How Comal and Oliveto Turned to Meyer Sound for Noise Control

How Comal and Oliveto Turned to Meyer Sound for Noise Control

PHOTO BY CHRIS DUFFEY

John Meyer, top, of Meyer Sound had just what John Paluska of Comal wanted and needed.


How Two East Bay Restaurants Are Dialing Down the Din of Dining

The “music” is reduced to either an aggressive thump that rattles the ice in your gin and tonic or a hissing tsk tsk tsk that chars the ossicles in your inner ear. The clatter of silverware being dumped into a busing tray and the clang of pans in the open kitchen, not to mention the conversation going on at the table six inches to your right about a brother-in-law’s affair with his Pilates instructor, adds to the din that forces you to shout your sweet nothings to your companion across the table and lean across your plate of pan-roasted monkfish to decipher his response. Such are the aural aspects of the modern dining experience, so typical that some restaurant reviews include bomb symbols to rate the noise level.

But that’s not the case at Comal and Oliveto. In both the downtown Berkeley contemporary Mexican restaurant and the Rockridge Italian fine-dining stalwart you can actually carry on a conversation without raising your voice. And while Oliveto doesn’t pipe music into its sedate upstairs dining room, choosing to sustain a sense of intimacy, Comal keeps a steady rock, folk, R&B, and world music soundtrack going in its more party-like atmosphere—and you can clearly hear the lyrics and all the instruments should you pay attention.

Both restaurants owe their soothing sonic solutions to Meyer Sound of Berkeley and the company’s revolutionary computer-controlled Constellation electronic sound system and Libra sound-absorbent wall panels.

It’s not that restaurateurs and diners have only recently begun caring about the sound environment, says John Meyer, the renowned researcher, engineer, and entrepreneur behind such innovations as the Grateful Dead’s elaborate concert PA system in the 1970s, state-of-the-art studio monitor speakers, and installation systems in nightclubs, theaters, concert halls, subways, museums, cruise ships, and more. “Restaurants have tried for years to address the noise problem, but there isn’t a physical solution,” he says. “Physical things [sound-dampening baffles and the like] have been tried to death, but cancelling sound is really next to impossible.”
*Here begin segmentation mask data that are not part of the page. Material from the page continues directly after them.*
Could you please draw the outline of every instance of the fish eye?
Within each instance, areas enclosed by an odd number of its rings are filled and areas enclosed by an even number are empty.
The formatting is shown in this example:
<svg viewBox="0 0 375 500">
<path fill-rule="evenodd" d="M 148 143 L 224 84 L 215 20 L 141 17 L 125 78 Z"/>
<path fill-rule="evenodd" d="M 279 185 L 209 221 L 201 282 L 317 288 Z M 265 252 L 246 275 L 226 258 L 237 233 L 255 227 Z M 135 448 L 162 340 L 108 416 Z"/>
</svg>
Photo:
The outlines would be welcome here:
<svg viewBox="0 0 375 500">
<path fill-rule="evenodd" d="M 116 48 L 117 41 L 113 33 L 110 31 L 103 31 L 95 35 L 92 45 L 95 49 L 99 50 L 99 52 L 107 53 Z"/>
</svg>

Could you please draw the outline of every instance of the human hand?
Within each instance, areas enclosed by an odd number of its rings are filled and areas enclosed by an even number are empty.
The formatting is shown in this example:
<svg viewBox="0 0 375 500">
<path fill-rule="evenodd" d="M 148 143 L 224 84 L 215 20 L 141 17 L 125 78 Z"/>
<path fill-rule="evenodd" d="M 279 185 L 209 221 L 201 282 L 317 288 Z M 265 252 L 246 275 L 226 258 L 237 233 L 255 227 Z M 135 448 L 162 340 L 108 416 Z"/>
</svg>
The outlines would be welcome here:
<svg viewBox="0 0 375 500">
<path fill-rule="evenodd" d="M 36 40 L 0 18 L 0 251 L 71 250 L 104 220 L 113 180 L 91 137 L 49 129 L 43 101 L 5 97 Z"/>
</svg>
Constellation and Libra use dozens or scores of microphones, speakers, and panels of artwork to absorb and reintroduce sounds through a computer system easily controlled by as few as three buttons or on an iPad. Adjustments can instantaneously be made for how full or empty the restaurant might be, maintaining a certain amount of “buzz” while making conversations refreshingly intelligible from one end of the table to the other.

PHOTO BY CHRIS DUFFEY

John Paluska of Comal


Comal owner John Paluska, who in an earlier life managed the rock band Phish, says that his architect looked into Libra panels while designing the restaurant, and that led to the full-blown collaboration with Meyer Sound on the Constellation installation. He compares the sonic results to the shallow depth of field in photography, where you have a sharply focused center—the conversation at your table—in a softly blurred setting; or to sitting in a “microbubble” in which every word is intelligible. “Most customers are not even conscious of it,” he says, “they just know that they’re having a good experience, that it feels right.”
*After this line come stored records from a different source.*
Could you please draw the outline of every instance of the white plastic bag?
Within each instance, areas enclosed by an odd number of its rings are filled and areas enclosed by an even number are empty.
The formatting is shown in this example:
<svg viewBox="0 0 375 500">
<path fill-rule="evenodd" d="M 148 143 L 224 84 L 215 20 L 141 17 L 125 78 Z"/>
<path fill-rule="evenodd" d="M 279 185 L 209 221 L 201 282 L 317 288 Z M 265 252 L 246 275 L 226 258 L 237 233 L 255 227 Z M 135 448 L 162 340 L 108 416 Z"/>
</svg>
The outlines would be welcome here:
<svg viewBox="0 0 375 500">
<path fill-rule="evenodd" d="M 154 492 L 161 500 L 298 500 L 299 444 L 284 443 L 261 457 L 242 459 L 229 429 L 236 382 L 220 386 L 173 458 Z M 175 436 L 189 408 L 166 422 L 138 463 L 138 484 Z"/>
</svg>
Bob Klein, who co-owns Oliveto with his wife, Maggie, had been impressed by the Comal ambiance and, when John and Helen Meyer came into Oliveto for dinner one night, he engaged them in a conversation about his plans for a restaurant redesign. The result was a Libra/Constellation system that not only makes dinner an opportunity for meaningful, physiologically stress-free conversation, but also broadens the potential for events such as the Oliveto Commons community panel-discussion events.

“It’s frustrating to be someplace with someone you want to talk with and you can’t hear each other,” Klein says. “Once we found out there was something we could do about it, we didn’t want to take any shortcuts. We’re always asking ourselves, what’s the next direction for us? Now that we have this system, it’s really wild—we can put a string quartet in here and have a world-class concert hall.” Perhaps that’s more than you’ve imagined for your next dinner out, but it sure beats bellowing, “How’s your panna cotta, honey?!”